Um die Geschlechterparität zu gewährleisten, ist das Wahlverfahren so auszurichten, dass getrennt nach Männern und Frauen gewählt wird. Wahllisten sind grundsätzlich alternierend mit Frauen und Männern zu besetzen, wobei den Frauen die ungeraden Plätze zur Verfügung stehen (Mindestparität). Sollte keine Frau für einen Platz kandidieren, bzw. gewählt werden, entscheidet die Mitgliederversammlung über das weitere Verfahren.

§ 13 ARBEITSGRUPPEN

(1) Die Mitgliederversammlung bzw. der Vorstand kann zur Bewältigung der politischen und organisatorischen Arbeit des Kreisverbandes Arbeitsgruppen einrichten.

(2) Die Mitarbeit in den Arbeitsgruppen steht allen Mitgliedern offen. Die Hinzuziehung von Nichtmitgliedern ist ausdrücklich erwünscht.

(3) Finanzielle und politische Aktivitäten der Arbeitsgruppen bedürfen einer Bestätigung durch den Vorstand bzw. die Mitgliederversammlung.

§ 14 RECHNUNGSPRÜFER*INNEN

(1) Die Kreismitgliederversammlung wählt zwei Rechnungsprüfer*innen.
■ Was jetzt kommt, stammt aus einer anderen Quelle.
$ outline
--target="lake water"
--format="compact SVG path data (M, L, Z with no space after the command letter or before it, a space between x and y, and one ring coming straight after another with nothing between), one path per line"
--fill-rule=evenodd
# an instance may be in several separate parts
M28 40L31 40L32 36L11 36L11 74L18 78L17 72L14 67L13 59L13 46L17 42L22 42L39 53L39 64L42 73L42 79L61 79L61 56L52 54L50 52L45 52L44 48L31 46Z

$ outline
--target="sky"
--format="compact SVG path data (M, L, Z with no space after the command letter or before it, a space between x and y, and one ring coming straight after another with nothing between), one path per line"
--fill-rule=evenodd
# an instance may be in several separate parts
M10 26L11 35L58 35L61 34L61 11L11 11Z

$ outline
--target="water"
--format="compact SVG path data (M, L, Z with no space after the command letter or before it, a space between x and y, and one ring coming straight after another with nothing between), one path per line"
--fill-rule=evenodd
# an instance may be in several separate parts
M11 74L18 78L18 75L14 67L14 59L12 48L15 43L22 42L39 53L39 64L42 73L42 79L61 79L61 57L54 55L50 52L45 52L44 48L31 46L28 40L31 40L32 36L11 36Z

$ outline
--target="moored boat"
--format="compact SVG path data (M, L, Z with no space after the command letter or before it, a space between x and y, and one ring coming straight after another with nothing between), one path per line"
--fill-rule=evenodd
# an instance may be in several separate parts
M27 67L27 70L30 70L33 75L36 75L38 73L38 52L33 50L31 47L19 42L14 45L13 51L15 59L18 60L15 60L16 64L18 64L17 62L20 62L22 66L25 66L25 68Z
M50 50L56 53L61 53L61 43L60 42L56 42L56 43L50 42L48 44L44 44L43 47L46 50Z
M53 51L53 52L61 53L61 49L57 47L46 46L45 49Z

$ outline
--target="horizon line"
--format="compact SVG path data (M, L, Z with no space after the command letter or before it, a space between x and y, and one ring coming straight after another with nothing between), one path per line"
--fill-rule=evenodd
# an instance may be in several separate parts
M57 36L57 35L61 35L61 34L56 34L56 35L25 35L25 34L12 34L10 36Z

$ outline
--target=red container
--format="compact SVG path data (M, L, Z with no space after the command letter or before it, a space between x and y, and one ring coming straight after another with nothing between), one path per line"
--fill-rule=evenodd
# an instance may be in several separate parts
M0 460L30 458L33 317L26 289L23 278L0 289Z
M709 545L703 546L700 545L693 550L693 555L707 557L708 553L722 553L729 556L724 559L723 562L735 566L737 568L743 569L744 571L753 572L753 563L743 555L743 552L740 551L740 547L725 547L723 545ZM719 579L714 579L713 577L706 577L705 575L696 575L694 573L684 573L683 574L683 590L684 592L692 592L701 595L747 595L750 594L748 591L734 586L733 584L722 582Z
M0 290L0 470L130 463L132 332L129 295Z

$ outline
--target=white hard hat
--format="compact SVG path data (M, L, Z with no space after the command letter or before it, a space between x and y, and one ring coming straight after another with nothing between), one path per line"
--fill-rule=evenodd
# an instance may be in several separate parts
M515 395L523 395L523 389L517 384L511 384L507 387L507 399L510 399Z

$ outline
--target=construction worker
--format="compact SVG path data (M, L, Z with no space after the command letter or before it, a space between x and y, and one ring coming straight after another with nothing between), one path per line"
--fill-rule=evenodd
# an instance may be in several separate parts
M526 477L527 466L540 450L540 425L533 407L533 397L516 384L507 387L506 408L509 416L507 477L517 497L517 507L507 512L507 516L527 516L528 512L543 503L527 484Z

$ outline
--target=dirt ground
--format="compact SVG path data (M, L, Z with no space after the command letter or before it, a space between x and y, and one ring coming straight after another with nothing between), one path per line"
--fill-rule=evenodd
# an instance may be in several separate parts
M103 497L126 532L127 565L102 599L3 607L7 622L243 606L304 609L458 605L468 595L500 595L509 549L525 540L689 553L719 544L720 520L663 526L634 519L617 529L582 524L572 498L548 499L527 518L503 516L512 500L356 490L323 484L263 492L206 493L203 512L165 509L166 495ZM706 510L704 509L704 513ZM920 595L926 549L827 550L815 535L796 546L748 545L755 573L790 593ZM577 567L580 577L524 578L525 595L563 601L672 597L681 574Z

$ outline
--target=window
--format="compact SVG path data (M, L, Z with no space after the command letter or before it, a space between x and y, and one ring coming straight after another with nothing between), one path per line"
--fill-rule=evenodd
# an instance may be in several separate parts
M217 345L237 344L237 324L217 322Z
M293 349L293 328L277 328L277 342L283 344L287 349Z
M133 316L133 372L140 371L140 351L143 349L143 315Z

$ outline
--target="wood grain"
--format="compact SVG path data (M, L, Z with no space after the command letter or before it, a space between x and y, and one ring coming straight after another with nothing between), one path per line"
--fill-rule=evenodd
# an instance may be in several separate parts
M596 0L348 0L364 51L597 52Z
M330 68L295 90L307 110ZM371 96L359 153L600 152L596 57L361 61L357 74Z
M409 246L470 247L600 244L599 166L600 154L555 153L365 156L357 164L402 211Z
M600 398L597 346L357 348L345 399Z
Sie sind zuständig für die interne Überprüfung der Rechnungsabschlüsse, der Haushaltsführung und der Einhaltung der Finanzordnung.

(2) Sie haben jederzeit das Einsichtsrecht in alle Finanzunterlagen des Kreisverbandes.

§ 15 SATZUNGSÄNDERUNG

(1) Diese Satzung kann von der Mitgliederversammlung durch eine 2/3 Mehrheit der abgegebenen gültigen Stimmen geändert werden. Als gültige Stimmen zählen auch Enthaltungen.

(2) Änderungen der Satzung sind nur bei eingehaltenen Antragsfristen gem. § 9 und nicht bei Versammlungen mit verkürzter Ladungsfrist möglich.

§ 16 AUFLÖSUNG/VERSCHMELZUNG

(1) Über die Auflösung oder Verschmelzung des Kreisverbandes entscheidet die Mitgliederversammlung mit 2/3 Mehrheit. Die Beschlüsse sind nur bei eingehaltener Antrags- und Ladungsfrist und nicht bei Versammlungen mit verkürzter Ladungsfrist möglich.

(2) Bei Auflösung des Kreisverbandes fällt das vorhandene Vermögen an den Landesverband Brandenburg.

§ 17 INKRAFTTRETEN

(1) Diese Satzung tritt am Tage nach ihrer Beschlussfassung in Kraft.

(2) Gleiches gilt für spätere Änderungen der Satzung.